Sakarya Nehri\'nin kolları
Raporda Sakarya Nehri’nin kollarında yer alan çayların arıtma tesislerine bağlantısına yer verildi:
*Ankara Çayı’nda Ankara Merkezi Atık Su Arıtma Tesisi\'nin arıtılmış sularının (2013 verileri göre 373 milyon 230 bin 587 metreküp) deşarj ediliyor.
* Porsuk Çayı Eskişehir Atık Su Arıtma Tesisi\'nin (152 bin 400 metreküp/gün atıksu) deşarj edildiği bir çay.

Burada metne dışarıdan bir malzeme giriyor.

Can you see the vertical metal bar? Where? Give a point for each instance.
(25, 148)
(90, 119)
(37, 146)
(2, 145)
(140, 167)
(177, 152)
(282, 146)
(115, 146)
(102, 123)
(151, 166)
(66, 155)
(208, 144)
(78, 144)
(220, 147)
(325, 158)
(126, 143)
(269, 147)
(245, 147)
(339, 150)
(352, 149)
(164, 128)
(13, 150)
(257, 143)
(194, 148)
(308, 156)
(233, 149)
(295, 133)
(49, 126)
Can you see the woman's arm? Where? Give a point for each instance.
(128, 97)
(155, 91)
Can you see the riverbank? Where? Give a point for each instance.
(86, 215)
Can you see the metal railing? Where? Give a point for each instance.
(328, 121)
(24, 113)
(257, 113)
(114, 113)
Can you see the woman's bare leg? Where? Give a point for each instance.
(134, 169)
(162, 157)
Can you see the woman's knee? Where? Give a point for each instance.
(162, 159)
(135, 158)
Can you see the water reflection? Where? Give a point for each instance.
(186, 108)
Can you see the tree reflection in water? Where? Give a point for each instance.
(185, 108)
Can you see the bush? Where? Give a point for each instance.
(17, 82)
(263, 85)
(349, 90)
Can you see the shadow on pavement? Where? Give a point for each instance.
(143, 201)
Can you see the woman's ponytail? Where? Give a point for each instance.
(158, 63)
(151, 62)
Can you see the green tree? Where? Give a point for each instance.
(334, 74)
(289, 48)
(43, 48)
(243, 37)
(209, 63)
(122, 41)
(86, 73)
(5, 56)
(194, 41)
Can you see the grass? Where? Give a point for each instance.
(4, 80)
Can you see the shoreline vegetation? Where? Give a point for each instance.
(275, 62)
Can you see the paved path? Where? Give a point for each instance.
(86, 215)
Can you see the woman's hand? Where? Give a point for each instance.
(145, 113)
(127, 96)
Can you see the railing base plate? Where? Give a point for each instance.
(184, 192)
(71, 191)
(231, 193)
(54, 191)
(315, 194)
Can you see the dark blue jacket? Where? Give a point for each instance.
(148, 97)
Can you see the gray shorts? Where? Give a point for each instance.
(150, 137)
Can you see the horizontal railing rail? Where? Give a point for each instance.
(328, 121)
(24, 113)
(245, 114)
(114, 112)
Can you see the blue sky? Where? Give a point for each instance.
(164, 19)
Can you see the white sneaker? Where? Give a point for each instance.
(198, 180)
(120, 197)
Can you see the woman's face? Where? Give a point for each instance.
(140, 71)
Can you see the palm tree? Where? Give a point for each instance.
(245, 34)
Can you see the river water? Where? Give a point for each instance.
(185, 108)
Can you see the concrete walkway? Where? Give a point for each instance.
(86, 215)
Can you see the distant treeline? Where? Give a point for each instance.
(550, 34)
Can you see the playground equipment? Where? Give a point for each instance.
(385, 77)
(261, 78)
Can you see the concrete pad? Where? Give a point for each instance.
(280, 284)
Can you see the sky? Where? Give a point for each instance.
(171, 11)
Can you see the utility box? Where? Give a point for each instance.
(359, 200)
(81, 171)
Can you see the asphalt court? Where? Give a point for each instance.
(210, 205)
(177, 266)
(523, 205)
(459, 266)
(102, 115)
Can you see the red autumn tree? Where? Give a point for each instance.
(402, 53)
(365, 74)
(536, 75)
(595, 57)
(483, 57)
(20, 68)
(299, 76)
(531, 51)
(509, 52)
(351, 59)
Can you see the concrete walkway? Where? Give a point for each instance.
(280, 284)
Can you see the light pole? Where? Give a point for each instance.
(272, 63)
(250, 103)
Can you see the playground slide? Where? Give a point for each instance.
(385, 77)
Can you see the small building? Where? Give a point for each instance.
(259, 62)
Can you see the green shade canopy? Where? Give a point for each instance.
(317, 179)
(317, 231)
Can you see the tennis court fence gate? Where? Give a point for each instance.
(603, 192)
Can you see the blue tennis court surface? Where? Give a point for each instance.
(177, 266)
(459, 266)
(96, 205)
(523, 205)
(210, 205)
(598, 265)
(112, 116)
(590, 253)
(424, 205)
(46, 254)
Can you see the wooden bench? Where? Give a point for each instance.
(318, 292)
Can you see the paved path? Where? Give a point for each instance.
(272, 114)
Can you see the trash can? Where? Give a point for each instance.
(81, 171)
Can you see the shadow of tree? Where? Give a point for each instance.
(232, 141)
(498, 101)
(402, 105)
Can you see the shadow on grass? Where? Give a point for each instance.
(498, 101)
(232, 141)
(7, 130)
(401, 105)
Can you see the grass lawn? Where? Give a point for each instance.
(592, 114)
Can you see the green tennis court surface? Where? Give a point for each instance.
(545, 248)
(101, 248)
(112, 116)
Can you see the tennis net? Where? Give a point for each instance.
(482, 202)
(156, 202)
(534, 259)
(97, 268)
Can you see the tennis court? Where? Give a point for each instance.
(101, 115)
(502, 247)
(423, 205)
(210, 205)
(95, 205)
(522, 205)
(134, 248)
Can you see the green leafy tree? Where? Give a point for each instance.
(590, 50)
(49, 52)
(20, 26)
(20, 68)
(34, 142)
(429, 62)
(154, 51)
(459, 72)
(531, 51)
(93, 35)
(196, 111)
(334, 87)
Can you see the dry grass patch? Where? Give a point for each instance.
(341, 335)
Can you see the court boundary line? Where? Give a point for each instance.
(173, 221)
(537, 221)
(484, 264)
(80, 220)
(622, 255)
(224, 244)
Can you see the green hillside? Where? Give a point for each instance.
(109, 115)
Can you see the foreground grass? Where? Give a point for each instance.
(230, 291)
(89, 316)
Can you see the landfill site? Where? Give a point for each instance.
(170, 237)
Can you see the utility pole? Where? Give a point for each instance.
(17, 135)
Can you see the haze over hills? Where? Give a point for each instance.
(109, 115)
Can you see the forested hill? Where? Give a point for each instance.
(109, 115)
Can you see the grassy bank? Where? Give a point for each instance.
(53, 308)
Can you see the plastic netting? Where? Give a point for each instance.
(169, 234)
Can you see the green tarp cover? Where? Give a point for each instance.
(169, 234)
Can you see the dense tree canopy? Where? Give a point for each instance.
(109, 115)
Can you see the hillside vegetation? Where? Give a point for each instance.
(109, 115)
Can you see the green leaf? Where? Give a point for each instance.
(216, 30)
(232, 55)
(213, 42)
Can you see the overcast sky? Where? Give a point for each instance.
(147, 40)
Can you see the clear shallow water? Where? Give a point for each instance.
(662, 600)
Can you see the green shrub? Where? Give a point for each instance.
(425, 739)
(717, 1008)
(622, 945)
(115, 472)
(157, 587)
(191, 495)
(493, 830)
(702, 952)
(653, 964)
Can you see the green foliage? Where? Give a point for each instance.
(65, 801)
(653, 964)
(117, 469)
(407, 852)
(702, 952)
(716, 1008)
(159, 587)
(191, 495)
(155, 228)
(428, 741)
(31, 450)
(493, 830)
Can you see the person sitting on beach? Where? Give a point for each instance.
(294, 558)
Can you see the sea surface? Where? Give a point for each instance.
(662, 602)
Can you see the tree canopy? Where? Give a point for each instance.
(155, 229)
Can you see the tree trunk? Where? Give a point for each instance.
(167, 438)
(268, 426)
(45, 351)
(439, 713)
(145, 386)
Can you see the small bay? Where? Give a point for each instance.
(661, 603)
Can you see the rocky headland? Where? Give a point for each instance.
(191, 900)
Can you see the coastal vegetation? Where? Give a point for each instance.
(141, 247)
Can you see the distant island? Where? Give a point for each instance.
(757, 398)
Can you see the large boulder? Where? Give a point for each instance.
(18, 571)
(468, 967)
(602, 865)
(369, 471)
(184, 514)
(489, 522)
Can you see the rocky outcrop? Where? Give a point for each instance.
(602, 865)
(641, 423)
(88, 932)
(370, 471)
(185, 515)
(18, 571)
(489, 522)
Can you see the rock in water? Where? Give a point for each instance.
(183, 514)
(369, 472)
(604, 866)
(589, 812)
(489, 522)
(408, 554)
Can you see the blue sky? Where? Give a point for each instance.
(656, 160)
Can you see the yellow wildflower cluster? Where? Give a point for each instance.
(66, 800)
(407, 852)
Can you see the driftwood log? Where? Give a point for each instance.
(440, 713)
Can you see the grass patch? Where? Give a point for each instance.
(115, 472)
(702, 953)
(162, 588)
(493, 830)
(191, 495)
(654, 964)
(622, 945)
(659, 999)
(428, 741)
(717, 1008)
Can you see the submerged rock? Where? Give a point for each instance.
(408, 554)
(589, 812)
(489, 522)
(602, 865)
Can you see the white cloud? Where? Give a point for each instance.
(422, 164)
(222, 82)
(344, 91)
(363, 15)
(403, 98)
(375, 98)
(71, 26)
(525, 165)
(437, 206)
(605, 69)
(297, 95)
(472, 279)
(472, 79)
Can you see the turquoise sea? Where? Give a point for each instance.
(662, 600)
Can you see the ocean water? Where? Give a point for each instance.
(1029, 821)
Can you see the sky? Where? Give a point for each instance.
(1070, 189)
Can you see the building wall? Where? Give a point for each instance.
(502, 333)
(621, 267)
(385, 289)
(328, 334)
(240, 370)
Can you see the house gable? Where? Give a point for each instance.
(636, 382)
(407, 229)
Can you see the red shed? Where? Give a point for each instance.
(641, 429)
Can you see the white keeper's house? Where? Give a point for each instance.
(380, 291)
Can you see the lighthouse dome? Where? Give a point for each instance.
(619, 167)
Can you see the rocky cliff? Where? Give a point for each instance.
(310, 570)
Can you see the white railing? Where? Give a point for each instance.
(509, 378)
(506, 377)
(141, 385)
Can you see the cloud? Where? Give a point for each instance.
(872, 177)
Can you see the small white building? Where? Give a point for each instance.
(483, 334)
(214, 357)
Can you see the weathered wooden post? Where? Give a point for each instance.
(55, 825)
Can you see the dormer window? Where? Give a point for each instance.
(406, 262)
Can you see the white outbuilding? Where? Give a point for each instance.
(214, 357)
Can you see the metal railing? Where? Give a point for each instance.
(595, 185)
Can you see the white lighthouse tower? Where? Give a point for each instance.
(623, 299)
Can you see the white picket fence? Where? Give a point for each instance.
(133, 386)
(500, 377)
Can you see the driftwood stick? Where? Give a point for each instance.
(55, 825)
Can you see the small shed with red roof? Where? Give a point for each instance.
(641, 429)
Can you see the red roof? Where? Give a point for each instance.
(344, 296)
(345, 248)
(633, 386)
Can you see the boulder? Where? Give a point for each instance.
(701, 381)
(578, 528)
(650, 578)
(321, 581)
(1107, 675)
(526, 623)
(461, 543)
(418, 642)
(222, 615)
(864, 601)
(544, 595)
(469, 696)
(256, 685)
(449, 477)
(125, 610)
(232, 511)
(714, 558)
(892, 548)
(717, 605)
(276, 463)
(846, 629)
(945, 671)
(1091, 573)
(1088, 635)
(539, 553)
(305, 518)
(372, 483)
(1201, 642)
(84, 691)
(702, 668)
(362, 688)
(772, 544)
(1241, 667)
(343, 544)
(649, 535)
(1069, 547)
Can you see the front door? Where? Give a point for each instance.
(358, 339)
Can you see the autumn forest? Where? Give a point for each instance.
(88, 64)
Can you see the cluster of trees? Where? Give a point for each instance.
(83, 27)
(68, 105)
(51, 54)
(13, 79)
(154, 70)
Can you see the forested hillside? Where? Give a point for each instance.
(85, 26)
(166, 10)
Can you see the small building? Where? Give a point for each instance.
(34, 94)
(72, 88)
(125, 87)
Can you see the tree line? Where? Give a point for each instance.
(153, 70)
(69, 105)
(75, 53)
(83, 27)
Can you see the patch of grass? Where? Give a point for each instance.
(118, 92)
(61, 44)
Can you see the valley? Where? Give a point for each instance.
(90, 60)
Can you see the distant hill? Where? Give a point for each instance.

* Mudurnu Çayı kenarında bir depolama alanı bulunuyor ve çay süzüntü suyu tehlikesi ile karşı karşıya. Mudurnu Çayı daha önce de çayın kenarında bulunan sanayi kuruluşlarının çayı kirletmelerinden dolayı kuruluşlara kesilen yüksek meblağda cezalar ile gündeme gelmişti.
* Çark Çayı Adapazarı Merkez, Arifiye, Serdivan, Yazlık, Güneşler, Hanlı, Nehirkent, Sapanca, Kırkpınar, Kurtköy ile Kocaeli’ye bağlı Maşukiye ve Hikmetiye’nin atıksularının arıtıldığı, kuru havalarda 198 bin 800 metreküp/gün, yağışlı havalarda 271 bin 941 metreküp/gün\'lük kapasiteye sahip olan Sakarya Merkez Atıksu Arıtma Tesisi çıkış suyunun deşarj edildiği bir çay.
Sakarya Nehri ve Sakarya Havzası
Sakarya Nehri 824 kilometre uzunluğu ile Türkiye\'nin en uzun üçüncü nehri. Sakarya Havzası Türkiye\'de endüstriyel faaliyetin en yoğun olduğu havzalardan biri.
Raporda Ankara, Eskişehir ve Sakarya illeri başta olmak üzere havzanın neredeyse tamamında birçok farklı sektörden sanayi kuruluşu faaliyet gösterdiği belirtildi.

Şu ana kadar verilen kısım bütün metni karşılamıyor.